Fluent Commerce OMS solves this by providing an inventory model to represent stock that is not yet physically available but is expected to arrive at a known point in time. Expected stock can be tracked through its full inbound lifecycle, reserved against before receipt, and exposed as time-series availability, giving teams an accurate forward view of what can be promised and when.How it works at a glance:
Inbound stock is recorded with an expected arrival date and linked to its source (such as a purchase order or in-transit shipment). Reservations can be placed against this future stock before it arrives, reducing the available-to-promise quantity for that delivery window. Availability can then be queried as of any future date, returning an accurate, commitment-aware picture of what can be promised at that point in time.
1. Track Inbound Stock Through Its Full Lifecycle
Expected stock is recorded against a specific product and location with an arrival date, and linked to its operational source such as a purchase order or in-transit shipment. As the stock progresses through its inbound lifecycle, its status is updated to reflect each stage, from on order through in transit to received.

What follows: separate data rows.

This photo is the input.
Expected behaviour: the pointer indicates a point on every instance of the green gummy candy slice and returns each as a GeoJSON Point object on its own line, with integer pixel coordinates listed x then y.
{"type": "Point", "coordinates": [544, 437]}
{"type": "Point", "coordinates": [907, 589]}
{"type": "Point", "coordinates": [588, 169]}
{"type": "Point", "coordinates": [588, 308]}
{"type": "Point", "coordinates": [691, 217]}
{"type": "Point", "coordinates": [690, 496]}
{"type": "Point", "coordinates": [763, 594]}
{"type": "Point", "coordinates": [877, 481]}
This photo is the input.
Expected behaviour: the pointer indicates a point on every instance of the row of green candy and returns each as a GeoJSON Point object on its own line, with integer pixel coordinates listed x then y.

  • Inbound stock is tracked as part of the same inventory record as on-hand stock, preserving a single view of total inventory per product and location.

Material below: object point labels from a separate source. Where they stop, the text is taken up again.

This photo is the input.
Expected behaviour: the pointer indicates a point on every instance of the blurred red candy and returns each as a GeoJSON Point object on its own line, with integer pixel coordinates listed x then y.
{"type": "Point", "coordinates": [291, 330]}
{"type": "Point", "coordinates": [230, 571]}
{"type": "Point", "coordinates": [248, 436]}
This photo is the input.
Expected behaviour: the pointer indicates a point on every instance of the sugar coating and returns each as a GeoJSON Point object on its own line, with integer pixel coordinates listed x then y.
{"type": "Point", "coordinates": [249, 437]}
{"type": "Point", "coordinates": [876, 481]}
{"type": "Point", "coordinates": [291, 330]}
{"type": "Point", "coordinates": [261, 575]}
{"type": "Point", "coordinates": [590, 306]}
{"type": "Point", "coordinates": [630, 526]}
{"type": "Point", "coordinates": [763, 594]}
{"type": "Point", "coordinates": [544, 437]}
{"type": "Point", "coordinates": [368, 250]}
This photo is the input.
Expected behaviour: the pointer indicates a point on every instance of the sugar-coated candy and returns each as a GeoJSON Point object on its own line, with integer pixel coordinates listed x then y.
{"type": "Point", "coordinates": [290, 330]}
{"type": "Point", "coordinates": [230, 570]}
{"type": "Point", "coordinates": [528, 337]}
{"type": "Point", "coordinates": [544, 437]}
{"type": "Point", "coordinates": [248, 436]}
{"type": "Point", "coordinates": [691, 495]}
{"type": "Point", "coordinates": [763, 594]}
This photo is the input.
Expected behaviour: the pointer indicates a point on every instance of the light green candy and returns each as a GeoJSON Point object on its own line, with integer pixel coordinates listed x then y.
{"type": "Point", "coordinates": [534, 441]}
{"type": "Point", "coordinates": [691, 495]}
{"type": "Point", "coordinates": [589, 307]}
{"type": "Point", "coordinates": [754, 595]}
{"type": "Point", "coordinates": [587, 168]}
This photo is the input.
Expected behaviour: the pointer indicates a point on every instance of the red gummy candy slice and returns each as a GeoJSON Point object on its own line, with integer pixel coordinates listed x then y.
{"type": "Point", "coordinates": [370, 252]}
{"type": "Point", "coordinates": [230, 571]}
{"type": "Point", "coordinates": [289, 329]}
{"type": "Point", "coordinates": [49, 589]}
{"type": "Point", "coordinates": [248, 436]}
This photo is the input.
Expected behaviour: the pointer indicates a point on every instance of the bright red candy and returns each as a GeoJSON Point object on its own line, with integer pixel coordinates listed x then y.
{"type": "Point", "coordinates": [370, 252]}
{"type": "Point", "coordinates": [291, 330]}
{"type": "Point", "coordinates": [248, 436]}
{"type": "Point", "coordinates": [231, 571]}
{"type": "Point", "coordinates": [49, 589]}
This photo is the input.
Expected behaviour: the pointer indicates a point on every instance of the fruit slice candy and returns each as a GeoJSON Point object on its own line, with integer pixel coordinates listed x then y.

  • Each stage of the inbound lifecycle is represented explicitly, giving operations teams full visibility into where stock is and when it will be available.
  • Reservations and commitments made against future stock remain correctly anchored as the stock transitions through lifecycle stages.
2. Reserve Against Future Stock Before It Arrives
Orders can be committed against inbound stock before it is physically received. This reduces the available-to-promise quantity for that delivery window at the point of reservation, ensuring subsequent orders see accurate availability.
  • Reservations are anchored directly to the specific inbound quantity they are committed against, ensuring promise quantities are reduced at the correct scope.
  • Pre-orders and wholesale commitments can be taken against future supply without risking oversell.
  • If an inbound quantity changes (for example, a purchase order quantity is revised or a delivery date shifts), the impact on committed reservations is immediately visible.
3. Query Availability as of Any Future Date
Available-to-promise quantities can be retrieved as of any future date, returning the availability at that point in time. This accounts for on-hand stock, all expected inbound arrivals up to that date, and all reservations already committed against those quantities.
  • A single availability query can return what is available now, as of next week, or at any future date.
  • Availability projections are commitment-aware: reservations already placed against future stock are reflected in the quantity returned.
4. Real-Time Forward Visibility
Operations and commercial teams gain a forward view of inventory availability, enabling confident sourcing decisions, accurate delivery promises, and proactive planning across future supply.
  • View current Available-to-Sell alongside projected Available-to-Promise at any future date.
  • Identify inbound stock already committed versus what remains Available-to-Promise.
  • Respond quickly to changes in inbound supply, such as delayed shipments or revised purchase order quantities, with an immediate view of the downstream impact on committed orders.